È opinione comune il credere che l’antispecismo o, se si vuole, più comunemente l’animalismo sia un movimento teso esclusivamente a rivendicare i diritti delle specie non-umane, spesso senza riflettere che già il ritenere l’animalità come condizione opposta all’umano indichi forse la più grave forma di specismo.
Già, perché il prerequisito, per una cultura chiaramente aspecista, poggia sul riconoscimento di una comune appartenenza nell’animalità. Questo non significa negare uno specifico per l’essere umano, ma estenderlo a ogni animale, ritenendo l’appartenenza nient’altro che un modo particolare di declinare il proprio essere-animale. Ma il punto è un altro.
È lo stesso errore di chi considera la cultura vegan come una scelta alimentare, quando non addirittura una dieta, e non uno stile di vita. Per molti l’animalista è colui che si occupa degli animali o, al limite, dell’animalità, dando per accettate le classiche opposizioni della tradizione umanista.
Perché ci ostiniamo a parlare di “animali”, come se esistesse veramente una categoria omogenea di esseri viventi capaci di fungere da controtermine all’umano?
A ben vedere tale impostazione non riguarda solo gli eterospecifici ma diventa il leitmotiv di ogni forma di emarginazione, sfruttamento, colonialismo, sottomissione. Si tratta di un’operazione che ha come espressione esemplare l’idea umanistica di un’entità universale – l’Uomo di Vitruvio di Leonardo da Vinci – centro gravitazionale al cui cospetto ogni ente deve accettare di venir misurato e assegnato a un luogo orbitale, la cui distanza dal fulcro indica parimenti il grado di differenza e l’indice di inferiorità.
Identificare una meta incarnata, quel corpo centro dell’universo, rappresentò per gli Umanisti il modo per trasferire la dottrina della salvezza nel mito del progresso attraverso un ideale universale.
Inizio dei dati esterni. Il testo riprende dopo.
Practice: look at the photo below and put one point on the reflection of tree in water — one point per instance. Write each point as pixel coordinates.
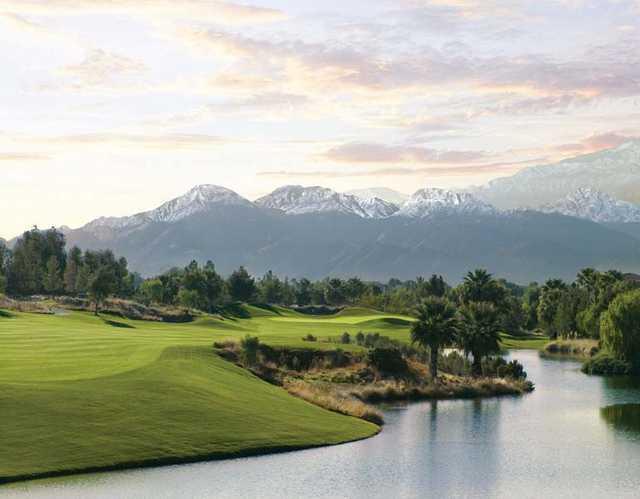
(623, 417)
(463, 447)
Tuttavia questo significò enfatizzare quelle tendenze di rifiuto e stigmatizzazione della diversità già presente nella cultura ellenica nel concetto di oi barbaroi. Abbattere la dialettica dell’esclusione significa sostanzialmente: 1) mettere in discussione queste coppie oppositive, dimostrando il loro carattere strumentale, attraverso l’apertura di un panorama assai più complesso di varietà e parimenti la messa in luce di confini sfumati e di transizioni tra le diverse polarità; 2) rimarcare il carattere inclusivo e ibridativo di ogni evento dialogico e relazionale, che non determina mai un riconoscimento identitario per opposizione, ma sempre una contaminazione.
In realtà ci troviamo di fronte a un’interpretazione della natura fortemente piegata allo scopo di sostenere quanto già dato in premessa, attraverso acrobazie tautologiche, del tipo “l’uomo è superiore agli animali perché è umano”, vale a dire perché presenta una serie di qualità che sono caratteristiche della nostra specie. Sarebbe come dire che “un bianco è superiore a un nero perché è bianco”. L’appello alle leggi della natura è quanto mai fruibile per dimostrare qualunque tesi, giacché in natura possiamo riscontrare ogni eventualità.
La natura non ha un’ideale da raggiungere, una salvezza trascendente o un progresso, non stabilisce norme e non conosce il concetto di perfezione, perché nel grande calderone della vita ogni cosa viene continuamente messa in discussione. Essere antispecista significa pertanto avere un’idea completamente diversa della natura, assai meno statica e conservatrice di come in genere si è soliti raffigurarla con stile oleografico.
E soprattutto significa abbandonare, insieme a ogni forma di pregiudizio, l’appello alla normalità, perché già in esso si nasconde la madre di tutte le forme di emarginazione.